The AIC is a very powerful and general way to compare models with different numbers of parameters. In practice, however, this approach only works when there are relatively few Xs (or features) to try. In the case of hundreds of possible features, it’s simply impractical to try all possible combinations of features and choose the one with the smallest AIC. In the previous example, I arbitrarily chose 216 models adding transcription factors one at a time starting with chromosome 1. We have absolutely no guarantee that the 75 transcription factor model that minimizes the AIC is the only model that achieves that AIC: The 7 transcription factor model I showed based on transcription factors I thought might be important has nearly the same AIC as the 75 parameter model that happened to be the best of the 216. Furthermore, there are likely to be models with much lower AICs: To be sure that we found the lowest, we would have to try all possible combinations of the 216, an astronomically large number. Even though multiple regressions are very fast to calculate, trying 216! combinations (or even all possible 3 transcription factor models) would be computationally prohibitive. Not to mention the multiple testing problem. Finding the best set of features in a model is known as “feature selection” and is a fundamentally difficult problem for high-dimensional models.

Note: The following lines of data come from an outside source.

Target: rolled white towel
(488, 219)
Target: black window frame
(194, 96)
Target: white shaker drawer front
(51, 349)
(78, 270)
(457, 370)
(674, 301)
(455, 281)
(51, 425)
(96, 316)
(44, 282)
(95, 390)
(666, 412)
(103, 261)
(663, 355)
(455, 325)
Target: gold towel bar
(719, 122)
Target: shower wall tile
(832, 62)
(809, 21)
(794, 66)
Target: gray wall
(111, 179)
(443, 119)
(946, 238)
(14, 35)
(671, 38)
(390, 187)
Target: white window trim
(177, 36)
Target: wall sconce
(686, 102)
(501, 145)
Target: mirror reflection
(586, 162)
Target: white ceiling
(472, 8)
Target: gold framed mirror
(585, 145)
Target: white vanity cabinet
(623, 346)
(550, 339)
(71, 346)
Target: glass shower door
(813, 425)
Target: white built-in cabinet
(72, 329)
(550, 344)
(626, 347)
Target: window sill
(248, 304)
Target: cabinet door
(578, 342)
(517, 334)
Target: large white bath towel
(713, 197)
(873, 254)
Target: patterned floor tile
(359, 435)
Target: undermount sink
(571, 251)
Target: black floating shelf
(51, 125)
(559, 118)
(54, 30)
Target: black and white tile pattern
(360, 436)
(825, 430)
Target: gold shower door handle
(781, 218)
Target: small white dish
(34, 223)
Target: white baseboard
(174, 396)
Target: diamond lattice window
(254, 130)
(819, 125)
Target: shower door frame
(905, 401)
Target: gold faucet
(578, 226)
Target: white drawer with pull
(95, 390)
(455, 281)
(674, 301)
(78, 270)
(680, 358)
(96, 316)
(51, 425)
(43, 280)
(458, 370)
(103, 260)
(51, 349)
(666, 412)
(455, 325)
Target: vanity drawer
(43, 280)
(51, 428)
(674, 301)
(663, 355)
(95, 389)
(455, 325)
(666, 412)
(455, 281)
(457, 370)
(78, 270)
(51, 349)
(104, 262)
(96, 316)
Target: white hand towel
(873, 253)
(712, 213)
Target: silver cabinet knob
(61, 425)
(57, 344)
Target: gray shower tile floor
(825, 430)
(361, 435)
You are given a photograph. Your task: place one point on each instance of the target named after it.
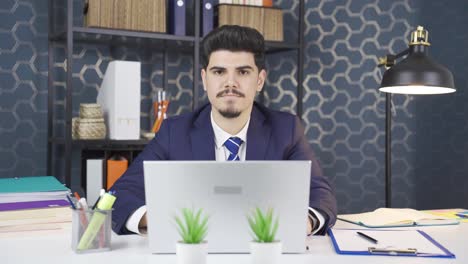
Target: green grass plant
(192, 226)
(263, 225)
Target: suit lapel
(202, 137)
(258, 136)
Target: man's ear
(261, 80)
(203, 74)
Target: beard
(230, 112)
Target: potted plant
(264, 248)
(192, 227)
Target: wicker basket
(90, 111)
(88, 128)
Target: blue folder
(379, 250)
(30, 184)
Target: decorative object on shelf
(142, 15)
(267, 20)
(193, 228)
(416, 74)
(90, 111)
(90, 124)
(160, 106)
(264, 248)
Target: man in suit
(231, 127)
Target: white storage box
(119, 97)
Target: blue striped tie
(233, 144)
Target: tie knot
(233, 145)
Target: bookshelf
(71, 35)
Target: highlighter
(96, 221)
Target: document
(387, 242)
(396, 217)
(34, 220)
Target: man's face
(231, 81)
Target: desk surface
(49, 248)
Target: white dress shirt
(221, 154)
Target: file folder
(411, 243)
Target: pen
(101, 193)
(373, 240)
(462, 215)
(71, 202)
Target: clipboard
(411, 243)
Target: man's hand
(143, 224)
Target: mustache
(230, 91)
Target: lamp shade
(417, 74)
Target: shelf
(104, 143)
(153, 39)
(116, 37)
(276, 46)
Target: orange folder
(115, 169)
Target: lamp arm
(389, 60)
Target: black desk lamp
(415, 74)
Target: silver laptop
(227, 192)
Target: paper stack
(33, 204)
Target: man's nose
(231, 81)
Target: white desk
(55, 248)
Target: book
(34, 219)
(396, 217)
(411, 243)
(30, 189)
(454, 213)
(176, 16)
(33, 205)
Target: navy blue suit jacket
(272, 135)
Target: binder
(410, 243)
(177, 17)
(396, 217)
(207, 16)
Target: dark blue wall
(343, 111)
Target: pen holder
(91, 230)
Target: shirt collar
(221, 136)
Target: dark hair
(234, 38)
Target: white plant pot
(191, 253)
(265, 253)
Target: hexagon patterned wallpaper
(343, 110)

In general, feature selection is the analog of multiple hypothesis testing when we are building multivariate predictive models. Unfortunately, there is no solution as comprehensive and effective for feature selection as FDR and Bonferroni corrections are for multiple hypothesis testing.
MULTIPLE REGRESSION SO FAR
- • Linear regression has a straightforward generalization if the data used to predict is more than one-dimensional.
- • Partial correlations can be used to distinguish effects for two correlated covariates.
- • Overfitting is when a model with lots of parameters has been trained on one dataset and predicts that data very well, but can't predict well on data that wasn't used for training. This usually indicates that the model has learned to predict the particular noise in the training data. This problem gets worse as the number of parameters that need to be estimated grows.
- • The AIC is a simple and effective way to choose between models with different numbers of parameters, as long as the number of models doesn't get too large.